Novo Nordisk said it plans to submit oral semaglutide for U.S. and E.U. approvals later this year. A lower-dose version of the drug is already approved as a treatment for type 2 diabetes under the brand name Rybelsus.
Wegovy has been a runaway success since winning Food and Drug Administration approval in 2021, bringing in more than $2 billion for Novo Nordisk last year and helping usher in what many see as a sea change in obesity treatment. Adding an oral option would give the company “the first safe, highly efficacious weight-loss pill ever marketed,” TD Cowen analyst Michael Nedelcovych wrote in a note to investors Monday.

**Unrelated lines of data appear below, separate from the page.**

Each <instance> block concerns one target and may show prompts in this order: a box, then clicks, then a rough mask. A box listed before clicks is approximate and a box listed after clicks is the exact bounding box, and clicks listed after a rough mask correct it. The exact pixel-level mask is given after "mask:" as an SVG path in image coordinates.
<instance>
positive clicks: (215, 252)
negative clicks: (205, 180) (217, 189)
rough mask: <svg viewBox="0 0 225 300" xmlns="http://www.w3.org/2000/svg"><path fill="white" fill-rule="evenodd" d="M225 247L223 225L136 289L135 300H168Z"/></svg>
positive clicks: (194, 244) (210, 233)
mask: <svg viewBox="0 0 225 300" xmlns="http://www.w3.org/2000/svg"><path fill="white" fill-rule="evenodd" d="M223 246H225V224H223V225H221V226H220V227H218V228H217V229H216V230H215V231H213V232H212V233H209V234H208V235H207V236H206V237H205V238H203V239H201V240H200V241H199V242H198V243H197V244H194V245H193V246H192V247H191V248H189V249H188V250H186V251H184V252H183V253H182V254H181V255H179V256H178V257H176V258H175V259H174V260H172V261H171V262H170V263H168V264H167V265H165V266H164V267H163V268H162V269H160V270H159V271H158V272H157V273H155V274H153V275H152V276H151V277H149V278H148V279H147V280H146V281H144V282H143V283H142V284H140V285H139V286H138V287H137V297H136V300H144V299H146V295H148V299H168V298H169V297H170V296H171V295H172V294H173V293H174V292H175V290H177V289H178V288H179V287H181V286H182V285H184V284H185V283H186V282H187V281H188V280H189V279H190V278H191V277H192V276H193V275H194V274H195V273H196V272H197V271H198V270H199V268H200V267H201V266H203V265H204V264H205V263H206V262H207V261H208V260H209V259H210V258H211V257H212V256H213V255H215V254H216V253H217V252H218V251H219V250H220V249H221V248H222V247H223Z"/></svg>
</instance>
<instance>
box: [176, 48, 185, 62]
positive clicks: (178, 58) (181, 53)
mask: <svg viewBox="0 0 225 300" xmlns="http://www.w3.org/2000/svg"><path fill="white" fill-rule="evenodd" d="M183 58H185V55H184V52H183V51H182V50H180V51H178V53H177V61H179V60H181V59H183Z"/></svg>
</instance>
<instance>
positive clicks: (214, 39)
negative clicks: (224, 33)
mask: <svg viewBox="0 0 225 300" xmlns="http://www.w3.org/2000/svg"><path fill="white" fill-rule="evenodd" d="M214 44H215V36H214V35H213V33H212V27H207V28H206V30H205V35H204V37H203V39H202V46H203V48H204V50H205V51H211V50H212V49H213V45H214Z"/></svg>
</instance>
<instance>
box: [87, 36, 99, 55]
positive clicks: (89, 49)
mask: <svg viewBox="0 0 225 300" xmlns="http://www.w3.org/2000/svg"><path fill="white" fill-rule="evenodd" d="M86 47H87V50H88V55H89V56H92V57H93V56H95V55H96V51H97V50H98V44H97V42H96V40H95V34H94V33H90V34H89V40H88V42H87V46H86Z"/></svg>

But that’s only if Novo Nordisk can consistently meet demand. The company has recently struggled to manufacture enough semaglutide, whether oral or injectable. The drug experienced monthslong shortages in 2022, and while Novo Nordisk predicted that all doses would be available at the start of this year, the company recently paused advertising “to avoid stimulating further demand for this medicine.” Earlier this month, Novo Nordisk said it would start limiting starter doses for new patients to ensure a steady supply for people already on the drug.
Accordingly, the future commercialization of oral semaglutide is “contingent on portfolio prioritizations and manufacturing capacity,” Novo Nordisk said in a statement.
Wegovy is part of a powerful class of medicines that curb appetite and slow the emptying of the stomach. Called incretin mimetics, they first found use in diabetes before demonstrating unprecedented effects in studies enrolling people diagnosed with obesity.
Novo Nordisk has dominated the market but will soon face a formidable competition from Eli Lilly’s Mounjaro, a medicine currently approved for diabetes that has potential for even greater weight loss. Pfizer, Amgen, and others are at work on rival treatments that promise to be more potent, convenient, or tolerable.
Wall Street analysts expect the market for such medicines to reach $100 billion a year by the end of the decade.